The knowledge and identification of anatomical variations of saphenofemoral junction play an important role in increasing the success and efficacy of surgical treatments in varicose veins and in decreasing recurrence rates. Pre-operative knowledge of each individual’s saphenous vein is important for several reasons. It permits accurate placement of skin incisions and minimises a major source of frustration during the operative procedure. Recurrent varicose veins after surgery is a common problem which has different causes such as inadequate assessment for the presence of DVT, anatomical variation at saphenofemoral junction, post-operative neovascularisation etc. Failure to ligate the major tributary veins would not be surprising considering the anatomical complexity and has been attributed to the efforts of less experienced surgeons. A double saphenous vein can be an explanation for recurrent incompetence of the great saphenous vein due to a persistently duplicated trunk.
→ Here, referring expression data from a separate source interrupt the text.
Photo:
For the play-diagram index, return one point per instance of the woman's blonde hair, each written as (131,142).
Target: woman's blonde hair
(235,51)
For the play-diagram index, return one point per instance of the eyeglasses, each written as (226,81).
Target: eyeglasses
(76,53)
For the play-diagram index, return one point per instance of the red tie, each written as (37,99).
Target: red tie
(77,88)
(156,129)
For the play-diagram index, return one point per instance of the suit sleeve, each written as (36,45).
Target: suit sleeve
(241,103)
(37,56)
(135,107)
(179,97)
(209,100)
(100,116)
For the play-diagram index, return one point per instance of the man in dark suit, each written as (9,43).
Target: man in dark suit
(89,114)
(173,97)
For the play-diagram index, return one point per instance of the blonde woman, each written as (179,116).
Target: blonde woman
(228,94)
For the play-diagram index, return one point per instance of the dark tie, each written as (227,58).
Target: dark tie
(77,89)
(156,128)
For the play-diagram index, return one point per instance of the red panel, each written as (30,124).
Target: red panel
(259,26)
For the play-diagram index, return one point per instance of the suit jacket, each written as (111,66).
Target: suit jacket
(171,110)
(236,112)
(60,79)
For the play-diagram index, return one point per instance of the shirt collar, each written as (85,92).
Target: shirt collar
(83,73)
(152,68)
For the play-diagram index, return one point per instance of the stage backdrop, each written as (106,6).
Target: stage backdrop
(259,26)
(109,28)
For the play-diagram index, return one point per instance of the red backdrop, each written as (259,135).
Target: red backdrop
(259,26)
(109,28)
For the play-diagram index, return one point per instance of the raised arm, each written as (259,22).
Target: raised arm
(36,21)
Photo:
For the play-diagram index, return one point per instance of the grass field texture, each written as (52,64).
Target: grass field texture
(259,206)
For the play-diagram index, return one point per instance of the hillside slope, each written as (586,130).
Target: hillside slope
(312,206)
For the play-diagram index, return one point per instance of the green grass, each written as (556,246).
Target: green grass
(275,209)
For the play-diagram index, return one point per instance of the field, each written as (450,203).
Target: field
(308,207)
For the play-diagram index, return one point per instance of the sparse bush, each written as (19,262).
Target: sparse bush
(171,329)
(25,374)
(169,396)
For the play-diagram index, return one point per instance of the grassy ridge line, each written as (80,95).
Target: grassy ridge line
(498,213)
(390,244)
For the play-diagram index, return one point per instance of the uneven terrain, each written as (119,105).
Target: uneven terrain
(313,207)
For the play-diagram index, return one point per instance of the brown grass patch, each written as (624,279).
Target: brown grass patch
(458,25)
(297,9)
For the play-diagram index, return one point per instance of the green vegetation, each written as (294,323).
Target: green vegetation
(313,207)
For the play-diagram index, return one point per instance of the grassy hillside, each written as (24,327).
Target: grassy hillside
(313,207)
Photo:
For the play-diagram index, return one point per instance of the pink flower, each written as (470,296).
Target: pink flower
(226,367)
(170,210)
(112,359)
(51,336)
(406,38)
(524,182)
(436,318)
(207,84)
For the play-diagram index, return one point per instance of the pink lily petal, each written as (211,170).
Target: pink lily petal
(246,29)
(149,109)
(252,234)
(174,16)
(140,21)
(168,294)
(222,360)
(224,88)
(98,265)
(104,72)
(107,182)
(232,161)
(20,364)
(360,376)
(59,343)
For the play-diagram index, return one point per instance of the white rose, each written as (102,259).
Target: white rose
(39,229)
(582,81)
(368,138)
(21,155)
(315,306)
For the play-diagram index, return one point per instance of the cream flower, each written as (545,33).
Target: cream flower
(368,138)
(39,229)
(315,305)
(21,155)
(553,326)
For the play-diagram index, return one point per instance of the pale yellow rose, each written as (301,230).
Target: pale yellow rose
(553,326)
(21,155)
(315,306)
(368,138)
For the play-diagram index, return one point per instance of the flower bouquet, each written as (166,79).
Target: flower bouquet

There have been revolutionary developments in the diagnosis and treatment of chronic venous insufficiency in recent years. The treatment options of varicose veins include conservative approach, sclerotherapy, ultrasound guided sclerotherapy and junctional ligation with or without stripping. Although expertise in venous anatomy and variations may not be necessary in conservative approach, interventional treatment modalities may necessitate expertise. Hence if important anatomical variations are not recognised, surgical or less invasive procedures might result in incomplete saphenofemoral junction surgery.